Sono le 7.00, nel paese di montagna che ci ospita non gira molta gente, qualche turista pronto per l’escursione, i primi negozi che ricevono i fornitori. Mi dirigo verso la ciclabile a fondo valle, dovrò fare due giri da 10 km.
Imposto il gps e parto, il primo giro lo affronto rilassato ritmo sopra la soglia, stomaco vuoto e testa leggera, mi guardo intorno, alzo lo sguardo e la luce del sole esalta i colori e le forme del Lagorai. Il cielo azzurro crea uno sfondo che verrebbe da toccarlo.
Torno con lo sguardo ai miei piedi, la strada sembra scorrermi sotto. Il passo ormai è a regime, ho quasi chiuso il primo giro in meno di 32 primi, non ho dolori, non ho fastidi, sono una macchina perfetta. Dopo il 3° posto a Londra dell’aprile scorso, mi avevano promesso il podio a Berlino, inizio a crederci.
Sono all’ultima curva, un leggero sali e scendi e poi il rettilineo che passa davanti alla pista di atletica e segna la fine del primo giro.
Scorgo un movimento a pochi metri da me, fra gli alberi, nel punto in cui il sentiero stringe e non lascia molto spazio, rallento e non basta, le mie gambe si inchiodano e mi trovo davanti tre cani. Tre bestie a difesa di un territorio che per una notte è stato il loro regno, e ancora lo difendono. Io sono un intruso, come tale deve essere trattato. Ogni mia reazione è un’azione verso l’irreparabile e la paura ha preso il controllo.

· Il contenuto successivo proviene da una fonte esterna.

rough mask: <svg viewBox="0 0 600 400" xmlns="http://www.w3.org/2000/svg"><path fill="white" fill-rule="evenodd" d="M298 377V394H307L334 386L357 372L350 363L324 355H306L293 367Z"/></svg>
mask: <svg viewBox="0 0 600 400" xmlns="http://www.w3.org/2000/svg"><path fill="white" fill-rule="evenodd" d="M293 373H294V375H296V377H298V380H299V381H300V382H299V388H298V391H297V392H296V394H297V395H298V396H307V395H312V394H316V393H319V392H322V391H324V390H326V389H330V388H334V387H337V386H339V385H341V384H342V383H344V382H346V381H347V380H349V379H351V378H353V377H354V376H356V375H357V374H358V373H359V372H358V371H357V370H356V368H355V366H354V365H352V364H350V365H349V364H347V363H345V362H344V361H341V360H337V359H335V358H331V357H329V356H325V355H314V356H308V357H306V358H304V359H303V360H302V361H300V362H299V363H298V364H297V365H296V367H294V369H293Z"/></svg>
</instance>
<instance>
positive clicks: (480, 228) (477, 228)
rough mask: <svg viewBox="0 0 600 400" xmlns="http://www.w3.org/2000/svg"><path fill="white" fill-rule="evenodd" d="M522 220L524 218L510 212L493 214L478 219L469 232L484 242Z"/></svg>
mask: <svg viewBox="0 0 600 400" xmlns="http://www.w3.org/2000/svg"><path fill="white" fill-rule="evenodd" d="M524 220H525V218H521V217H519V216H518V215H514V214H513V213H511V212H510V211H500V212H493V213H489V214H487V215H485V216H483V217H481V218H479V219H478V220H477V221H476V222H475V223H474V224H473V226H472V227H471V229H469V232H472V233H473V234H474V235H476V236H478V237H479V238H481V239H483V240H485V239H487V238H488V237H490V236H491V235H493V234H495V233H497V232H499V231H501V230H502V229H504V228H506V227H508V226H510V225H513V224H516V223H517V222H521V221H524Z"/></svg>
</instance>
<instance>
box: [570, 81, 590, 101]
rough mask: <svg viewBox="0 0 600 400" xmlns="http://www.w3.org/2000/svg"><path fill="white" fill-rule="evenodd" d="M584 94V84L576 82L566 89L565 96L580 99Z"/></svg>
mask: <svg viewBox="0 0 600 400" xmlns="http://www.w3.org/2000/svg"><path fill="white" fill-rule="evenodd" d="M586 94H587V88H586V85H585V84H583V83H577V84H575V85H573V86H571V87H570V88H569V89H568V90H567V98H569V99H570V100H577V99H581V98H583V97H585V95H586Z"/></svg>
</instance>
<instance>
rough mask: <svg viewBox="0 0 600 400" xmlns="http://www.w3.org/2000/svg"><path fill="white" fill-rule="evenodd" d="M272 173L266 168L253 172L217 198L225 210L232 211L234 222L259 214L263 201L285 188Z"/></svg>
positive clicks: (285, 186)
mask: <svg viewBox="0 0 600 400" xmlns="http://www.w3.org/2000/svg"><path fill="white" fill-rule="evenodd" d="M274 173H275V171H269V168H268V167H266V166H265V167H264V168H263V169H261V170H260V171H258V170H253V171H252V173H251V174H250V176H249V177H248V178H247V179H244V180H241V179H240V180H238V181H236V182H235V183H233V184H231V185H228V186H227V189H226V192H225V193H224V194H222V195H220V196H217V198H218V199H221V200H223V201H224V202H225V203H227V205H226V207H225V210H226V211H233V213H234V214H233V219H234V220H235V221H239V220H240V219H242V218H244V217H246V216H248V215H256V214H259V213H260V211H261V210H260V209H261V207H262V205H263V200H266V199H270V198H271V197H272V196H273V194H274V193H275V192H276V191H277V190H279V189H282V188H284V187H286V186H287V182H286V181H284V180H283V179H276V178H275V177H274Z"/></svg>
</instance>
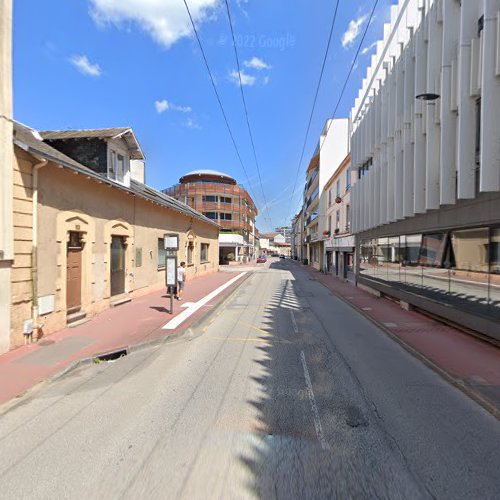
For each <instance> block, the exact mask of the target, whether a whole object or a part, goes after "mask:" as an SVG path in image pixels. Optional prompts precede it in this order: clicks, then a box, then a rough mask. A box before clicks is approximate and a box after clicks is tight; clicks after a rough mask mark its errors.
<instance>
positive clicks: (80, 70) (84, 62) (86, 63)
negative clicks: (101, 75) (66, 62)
mask: <svg viewBox="0 0 500 500" xmlns="http://www.w3.org/2000/svg"><path fill="white" fill-rule="evenodd" d="M70 62H71V64H73V66H75V67H76V68H77V69H78V71H80V73H83V74H84V75H89V76H101V68H100V66H99V65H98V64H92V63H91V62H90V61H89V58H88V57H87V56H85V55H79V56H77V55H75V56H72V57H71V59H70Z"/></svg>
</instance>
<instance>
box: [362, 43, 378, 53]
mask: <svg viewBox="0 0 500 500" xmlns="http://www.w3.org/2000/svg"><path fill="white" fill-rule="evenodd" d="M376 46H377V42H373V43H371V44H370V45H368V47H365V48H364V49H363V50H362V51H361V54H363V55H366V54H368V52H370V50H372V49H373V47H376Z"/></svg>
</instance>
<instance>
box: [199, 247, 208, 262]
mask: <svg viewBox="0 0 500 500" xmlns="http://www.w3.org/2000/svg"><path fill="white" fill-rule="evenodd" d="M208 246H209V244H208V243H202V244H201V246H200V262H207V261H208Z"/></svg>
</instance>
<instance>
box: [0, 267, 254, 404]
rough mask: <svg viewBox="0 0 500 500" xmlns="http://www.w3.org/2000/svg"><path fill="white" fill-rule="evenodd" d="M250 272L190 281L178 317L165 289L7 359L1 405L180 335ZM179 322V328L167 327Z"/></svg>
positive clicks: (175, 308) (0, 373)
mask: <svg viewBox="0 0 500 500" xmlns="http://www.w3.org/2000/svg"><path fill="white" fill-rule="evenodd" d="M248 269H251V268H248ZM246 272H247V271H245V270H242V269H241V266H234V267H233V268H232V269H231V270H230V271H229V270H228V272H219V273H215V274H209V275H206V276H201V277H199V278H194V279H192V280H190V281H189V282H188V283H187V285H186V290H185V293H184V296H183V301H176V300H174V311H173V314H169V311H168V308H169V307H170V302H169V298H168V297H167V296H166V295H165V290H160V291H158V292H153V293H150V294H147V295H144V296H142V297H139V298H137V299H134V300H132V301H131V302H129V303H126V304H122V305H121V306H119V307H116V308H111V309H108V310H106V311H104V312H103V313H102V314H99V315H98V316H95V317H94V318H91V319H90V321H88V322H86V323H84V324H82V325H79V326H77V327H74V328H65V329H64V330H61V331H59V332H56V333H54V334H53V335H50V336H48V337H46V338H43V339H41V340H40V341H39V342H37V343H34V344H31V345H26V346H23V347H21V348H18V349H16V350H13V351H10V352H8V353H6V354H3V355H1V356H0V380H2V384H0V405H2V404H3V403H5V402H7V401H9V400H12V399H13V398H16V397H19V396H23V395H24V393H25V391H27V390H29V389H31V388H32V387H34V386H36V385H37V384H38V383H39V382H41V381H43V380H45V379H47V378H48V377H51V376H54V375H56V374H59V373H61V372H64V371H65V370H67V369H68V368H71V367H72V366H74V365H75V364H76V363H80V362H82V361H90V360H91V359H92V357H95V356H98V355H100V354H103V353H109V352H113V351H120V350H127V349H130V348H131V347H132V346H134V347H135V346H137V345H141V344H144V343H148V342H156V341H163V340H169V337H176V336H177V335H179V334H180V333H181V332H182V331H184V330H186V329H187V328H189V326H191V325H192V324H193V323H194V322H196V321H198V320H199V319H200V318H201V317H202V316H203V315H204V314H206V313H207V312H209V311H210V309H211V308H213V307H215V306H216V305H217V304H218V303H219V302H220V301H221V300H223V299H224V298H225V297H227V296H228V295H229V294H230V293H231V292H232V291H233V290H234V288H235V287H236V286H238V283H237V280H238V279H239V278H238V276H240V278H243V277H244V276H245V273H246ZM228 285H229V286H228ZM227 286H228V287H227ZM225 287H227V288H225ZM214 291H215V294H214ZM206 297H207V298H208V300H206V299H205V298H206ZM174 320H175V325H173V324H170V325H169V326H168V327H167V328H165V329H164V328H163V326H166V324H167V323H169V322H171V321H174ZM0 411H2V408H1V407H0Z"/></svg>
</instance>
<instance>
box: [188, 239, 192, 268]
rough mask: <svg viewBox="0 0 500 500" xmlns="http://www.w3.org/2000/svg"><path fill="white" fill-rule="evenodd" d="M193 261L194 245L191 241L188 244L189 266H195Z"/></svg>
mask: <svg viewBox="0 0 500 500" xmlns="http://www.w3.org/2000/svg"><path fill="white" fill-rule="evenodd" d="M193 260H194V243H193V242H192V241H190V242H189V243H188V248H187V261H188V266H192V265H193Z"/></svg>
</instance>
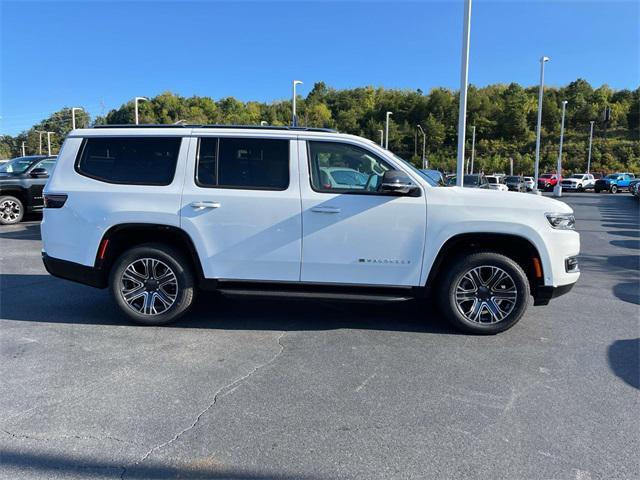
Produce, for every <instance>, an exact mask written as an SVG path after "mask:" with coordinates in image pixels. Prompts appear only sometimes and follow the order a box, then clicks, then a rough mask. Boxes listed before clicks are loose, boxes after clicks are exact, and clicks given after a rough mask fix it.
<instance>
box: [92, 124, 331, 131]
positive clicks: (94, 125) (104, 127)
mask: <svg viewBox="0 0 640 480" xmlns="http://www.w3.org/2000/svg"><path fill="white" fill-rule="evenodd" d="M93 128H100V129H102V128H237V129H243V130H293V131H303V132H328V133H337V132H338V131H337V130H334V129H331V128H314V127H289V126H272V125H206V124H177V125H176V124H170V125H167V124H148V123H147V124H144V125H132V124H130V123H127V124H122V125H116V124H112V125H94V126H93Z"/></svg>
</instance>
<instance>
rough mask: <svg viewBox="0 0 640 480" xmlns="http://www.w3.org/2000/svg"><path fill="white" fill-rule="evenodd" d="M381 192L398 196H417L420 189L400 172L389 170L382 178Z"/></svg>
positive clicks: (380, 186)
mask: <svg viewBox="0 0 640 480" xmlns="http://www.w3.org/2000/svg"><path fill="white" fill-rule="evenodd" d="M380 191H381V192H385V193H395V194H397V195H415V194H416V193H418V192H420V189H419V188H418V187H417V186H416V185H415V184H414V183H413V182H412V181H411V178H409V176H408V175H407V174H406V173H404V172H401V171H400V170H388V171H386V172H384V175H383V176H382V183H381V184H380Z"/></svg>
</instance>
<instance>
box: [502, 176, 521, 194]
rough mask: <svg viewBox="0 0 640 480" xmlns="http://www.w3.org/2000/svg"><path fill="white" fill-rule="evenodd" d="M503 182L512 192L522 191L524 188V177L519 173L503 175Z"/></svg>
mask: <svg viewBox="0 0 640 480" xmlns="http://www.w3.org/2000/svg"><path fill="white" fill-rule="evenodd" d="M504 183H505V185H506V186H507V188H508V189H509V190H510V191H512V192H524V191H525V190H526V187H525V186H524V178H523V177H521V176H519V175H509V176H506V177H504Z"/></svg>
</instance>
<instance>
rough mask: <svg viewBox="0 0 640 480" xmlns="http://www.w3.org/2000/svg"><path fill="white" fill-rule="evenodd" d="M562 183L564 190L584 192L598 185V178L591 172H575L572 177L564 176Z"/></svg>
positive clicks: (560, 184)
mask: <svg viewBox="0 0 640 480" xmlns="http://www.w3.org/2000/svg"><path fill="white" fill-rule="evenodd" d="M560 185H562V189H563V190H574V191H577V192H582V191H584V190H591V189H593V188H594V187H595V185H596V179H595V178H594V176H593V175H591V174H590V173H574V174H573V175H571V176H570V177H565V178H563V179H562V182H560Z"/></svg>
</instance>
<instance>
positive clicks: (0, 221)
mask: <svg viewBox="0 0 640 480" xmlns="http://www.w3.org/2000/svg"><path fill="white" fill-rule="evenodd" d="M6 200H11V201H14V202H16V203H17V204H18V205H19V207H20V213H19V214H18V218H17V220H15V221H13V222H6V221H4V220H2V217H0V225H15V224H16V223H20V222H21V221H22V219H23V218H24V204H23V203H22V200H20V199H19V198H17V197H14V196H13V195H2V196H0V205H2V202H4V201H6Z"/></svg>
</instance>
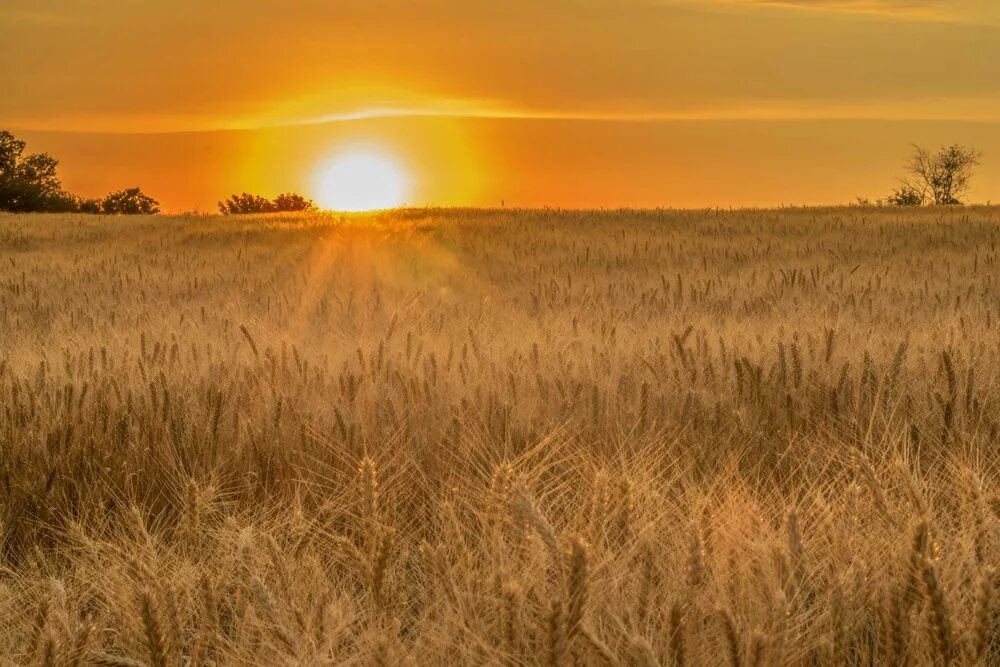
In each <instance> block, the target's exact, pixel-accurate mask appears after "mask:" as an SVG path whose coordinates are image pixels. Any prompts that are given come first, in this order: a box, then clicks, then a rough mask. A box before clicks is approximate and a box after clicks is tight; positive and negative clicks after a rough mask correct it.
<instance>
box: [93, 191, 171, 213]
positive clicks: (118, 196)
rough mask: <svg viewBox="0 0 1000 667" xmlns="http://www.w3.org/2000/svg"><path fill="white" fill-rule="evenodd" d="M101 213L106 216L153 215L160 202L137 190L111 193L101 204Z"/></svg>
mask: <svg viewBox="0 0 1000 667" xmlns="http://www.w3.org/2000/svg"><path fill="white" fill-rule="evenodd" d="M101 212H102V213H105V214H107V215H155V214H157V213H159V212H160V202H158V201H156V200H155V199H153V198H152V197H150V196H148V195H145V194H143V192H142V190H140V189H139V188H128V189H126V190H119V191H118V192H112V193H111V194H109V195H108V196H107V197H105V198H104V201H102V202H101Z"/></svg>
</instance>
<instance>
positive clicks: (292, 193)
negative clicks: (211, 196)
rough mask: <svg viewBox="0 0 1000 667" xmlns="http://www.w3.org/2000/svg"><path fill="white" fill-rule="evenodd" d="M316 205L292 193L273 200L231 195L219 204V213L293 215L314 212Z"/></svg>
mask: <svg viewBox="0 0 1000 667" xmlns="http://www.w3.org/2000/svg"><path fill="white" fill-rule="evenodd" d="M315 210H316V204H314V203H313V202H312V200H309V199H306V198H305V197H303V196H302V195H299V194H295V193H294V192H286V193H284V194H280V195H278V196H277V197H275V198H274V199H268V198H266V197H261V196H260V195H252V194H250V193H248V192H244V193H242V194H238V195H231V196H230V197H229V199H227V200H226V201H220V202H219V212H220V213H222V214H223V215H247V214H252V213H295V212H301V211H315Z"/></svg>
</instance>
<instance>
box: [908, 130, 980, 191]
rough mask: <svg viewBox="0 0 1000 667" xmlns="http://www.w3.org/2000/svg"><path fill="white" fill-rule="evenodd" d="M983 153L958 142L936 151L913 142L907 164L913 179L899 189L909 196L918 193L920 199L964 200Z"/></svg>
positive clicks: (909, 171)
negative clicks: (913, 142)
mask: <svg viewBox="0 0 1000 667" xmlns="http://www.w3.org/2000/svg"><path fill="white" fill-rule="evenodd" d="M980 157H982V155H981V154H980V153H979V151H977V150H975V149H973V148H969V147H966V146H960V145H958V144H955V145H952V146H949V147H947V148H942V149H940V150H939V151H938V152H936V153H931V152H929V151H928V150H927V149H925V148H921V147H920V146H916V145H914V146H913V157H911V158H910V161H909V162H908V163H907V165H906V171H907V172H908V173H909V175H910V178H911V180H909V181H905V182H904V184H903V187H902V188H901V190H900V191H901V192H906V193H908V196H910V197H916V196H917V195H919V196H920V200H921V202H922V201H928V202H929V203H931V204H937V205H952V204H961V203H963V201H962V200H963V198H964V197H965V195H966V194H967V193H968V191H969V181H970V180H971V179H972V172H973V171H974V169H975V167H977V166H978V165H979V158H980Z"/></svg>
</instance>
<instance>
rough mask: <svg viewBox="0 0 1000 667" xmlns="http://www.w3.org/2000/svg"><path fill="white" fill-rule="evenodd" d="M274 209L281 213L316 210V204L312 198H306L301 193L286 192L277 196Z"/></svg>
mask: <svg viewBox="0 0 1000 667" xmlns="http://www.w3.org/2000/svg"><path fill="white" fill-rule="evenodd" d="M274 210H275V211H278V212H280V213H294V212H299V211H314V210H316V204H314V203H313V202H312V200H311V199H306V198H305V197H303V196H302V195H300V194H296V193H294V192H286V193H284V194H280V195H278V196H277V197H275V199H274Z"/></svg>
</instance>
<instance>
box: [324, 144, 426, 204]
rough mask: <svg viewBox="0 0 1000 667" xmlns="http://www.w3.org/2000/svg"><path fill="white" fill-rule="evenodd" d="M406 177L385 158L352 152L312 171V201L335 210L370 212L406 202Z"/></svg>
mask: <svg viewBox="0 0 1000 667" xmlns="http://www.w3.org/2000/svg"><path fill="white" fill-rule="evenodd" d="M407 180H408V179H407V177H406V173H405V172H404V171H403V169H402V168H401V167H400V166H399V165H398V164H397V162H396V161H395V160H393V159H392V158H391V157H389V156H388V155H385V154H384V153H381V152H378V151H374V150H352V151H347V152H343V153H340V154H338V155H335V156H334V157H333V158H332V159H330V161H328V162H326V163H325V164H322V165H320V167H319V169H318V170H317V172H316V185H315V190H316V200H317V202H318V203H319V205H320V206H321V207H322V208H326V209H331V210H335V211H374V210H377V209H384V208H395V207H397V206H401V205H402V204H403V203H405V201H406V196H407V187H408V183H407Z"/></svg>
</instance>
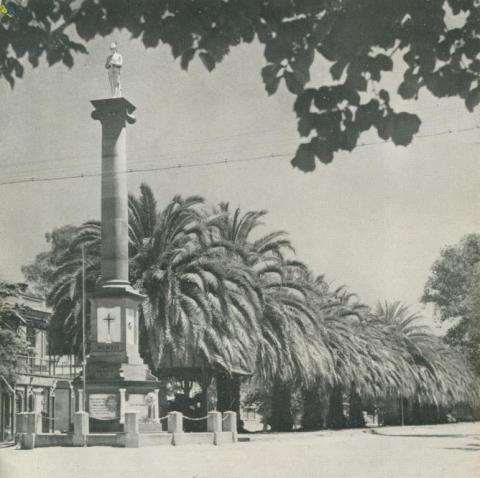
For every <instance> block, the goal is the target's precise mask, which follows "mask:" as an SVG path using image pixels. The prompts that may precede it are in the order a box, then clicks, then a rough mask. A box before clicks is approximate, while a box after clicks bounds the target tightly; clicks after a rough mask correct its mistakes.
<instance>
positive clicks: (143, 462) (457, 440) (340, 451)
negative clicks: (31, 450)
mask: <svg viewBox="0 0 480 478" xmlns="http://www.w3.org/2000/svg"><path fill="white" fill-rule="evenodd" d="M377 432H378V433H381V435H380V434H374V433H371V431H363V430H343V431H339V432H333V431H326V432H312V433H288V434H267V435H261V436H254V437H253V441H251V442H250V443H238V444H236V445H225V446H223V447H214V446H207V445H189V446H184V447H168V446H163V447H148V448H140V449H131V448H130V449H120V448H107V447H96V448H42V449H37V450H33V451H27V450H15V449H2V450H0V477H1V478H44V477H45V478H87V477H88V478H96V477H101V478H113V477H115V478H137V477H141V478H153V477H155V478H170V477H172V478H173V477H175V478H193V477H195V478H220V477H222V478H223V477H232V478H237V477H238V478H240V477H242V478H244V477H247V478H257V477H258V478H260V477H261V478H270V477H271V478H273V477H275V478H279V477H302V478H303V477H305V478H308V477H325V478H350V477H352V478H367V477H368V478H397V477H398V478H403V477H405V478H457V477H459V478H460V477H461V478H469V477H472V478H474V477H479V476H480V424H478V423H477V424H472V423H470V424H453V425H443V426H436V427H404V428H399V427H397V428H382V429H377Z"/></svg>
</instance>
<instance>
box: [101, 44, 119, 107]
mask: <svg viewBox="0 0 480 478" xmlns="http://www.w3.org/2000/svg"><path fill="white" fill-rule="evenodd" d="M117 49H118V45H117V42H113V43H112V44H111V45H110V51H111V54H110V55H108V57H107V62H106V63H105V68H106V69H107V70H108V81H109V83H110V91H111V94H112V98H119V97H120V96H122V87H121V85H120V70H121V68H122V65H123V58H122V55H120V53H118V51H117Z"/></svg>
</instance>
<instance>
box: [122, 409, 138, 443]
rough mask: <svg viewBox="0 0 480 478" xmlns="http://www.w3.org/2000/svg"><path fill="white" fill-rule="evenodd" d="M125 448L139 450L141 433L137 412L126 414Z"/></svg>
mask: <svg viewBox="0 0 480 478" xmlns="http://www.w3.org/2000/svg"><path fill="white" fill-rule="evenodd" d="M124 429H125V446H126V447H127V448H138V446H139V433H138V417H137V412H126V413H125V427H124Z"/></svg>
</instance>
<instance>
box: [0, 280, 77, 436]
mask: <svg viewBox="0 0 480 478" xmlns="http://www.w3.org/2000/svg"><path fill="white" fill-rule="evenodd" d="M5 303H6V304H8V306H9V307H8V308H9V310H10V311H12V313H9V314H7V315H6V316H3V317H0V328H4V329H10V330H12V331H14V332H15V333H16V334H17V335H18V336H19V337H21V338H23V339H24V340H25V341H26V342H27V345H28V348H27V353H26V355H23V356H20V357H19V359H20V360H19V365H20V366H19V374H18V377H17V381H16V383H15V384H10V383H8V382H7V381H6V380H5V379H4V378H3V379H2V380H0V442H2V441H3V442H8V441H13V439H14V437H15V429H16V426H15V425H16V424H15V413H18V412H25V411H27V412H28V411H36V412H39V413H40V414H41V416H42V430H43V431H44V432H55V431H68V430H69V429H70V428H71V425H72V415H73V413H74V411H75V406H76V405H75V396H74V393H73V387H72V380H73V379H74V378H75V377H76V376H77V375H79V373H80V372H81V366H80V365H79V364H78V363H77V362H76V360H75V357H74V356H61V357H54V356H51V355H49V350H48V325H49V321H50V317H51V312H50V311H49V309H48V308H47V307H46V306H45V302H44V300H43V298H42V297H39V296H38V295H35V294H33V293H31V292H29V291H28V290H27V289H25V290H24V291H23V292H21V293H19V294H17V295H15V296H13V295H12V296H11V297H7V298H6V299H5Z"/></svg>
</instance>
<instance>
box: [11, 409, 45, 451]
mask: <svg viewBox="0 0 480 478" xmlns="http://www.w3.org/2000/svg"><path fill="white" fill-rule="evenodd" d="M17 432H18V433H19V435H20V448H22V449H23V450H33V448H35V436H36V434H37V433H41V432H42V417H41V415H40V413H37V412H23V413H19V414H17Z"/></svg>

Mi volto nella direzione da cui sono venuto, come unica difesa la fuga, “corri corri”, non penso ad altro, via dal dolore e dal peggior incubo. Correre più veloce è poca cosa, le tre bestie mi sono dietro a pochi metri dalle mie gambe.
L’attacco è improvviso, un morso sulla gamba destra di una violenza mai sentita prima. Le ginocchia si piegano, cado sbatto con il naso contro la staccionata che corre lungo la ciclabile. Stordito e con la vista annebbiata mi giro, cerco di ritrarre le gambe al petto, ma solo la sinistra risponde all’istinto di protezione, la destra ormai non è più cosa mia, la bestia ha affondato le fauci nel polpaccio.
Con la gamba libera scalcio colpendo più volte il cane sul muso, ma sembra non sentire i colpi e anzi stringe il morso ancora di più. Non sento niente, penso solo a liberarmi, ma non finisce, gli altri due cani sono a guardia dell’attacco.
Il sentiero stretto e protetto dagli alberi forma un ring da cui non potrò più uscire, cedo al dolore e finalmente la bestia decide che può bastare.
Con uno strappo mi porta via tessuti e nervi, grido tutto il dolore possibile. Il sangue è ovunque, i tre cani si allontanano, resto solo a terra, vedo la gamba, fa spavento, allungo il braccio per bloccare il sangue, un pezzo del polpaccio non c’è più, ho un buco grande come un pugno chiuso.
La bestia mi ha ucciso, mi ha fermato per sempre, ha difeso un territorio non suo, si è cibata del mio futuro. I colori del Lagorai non ci sono più. Fine del giro.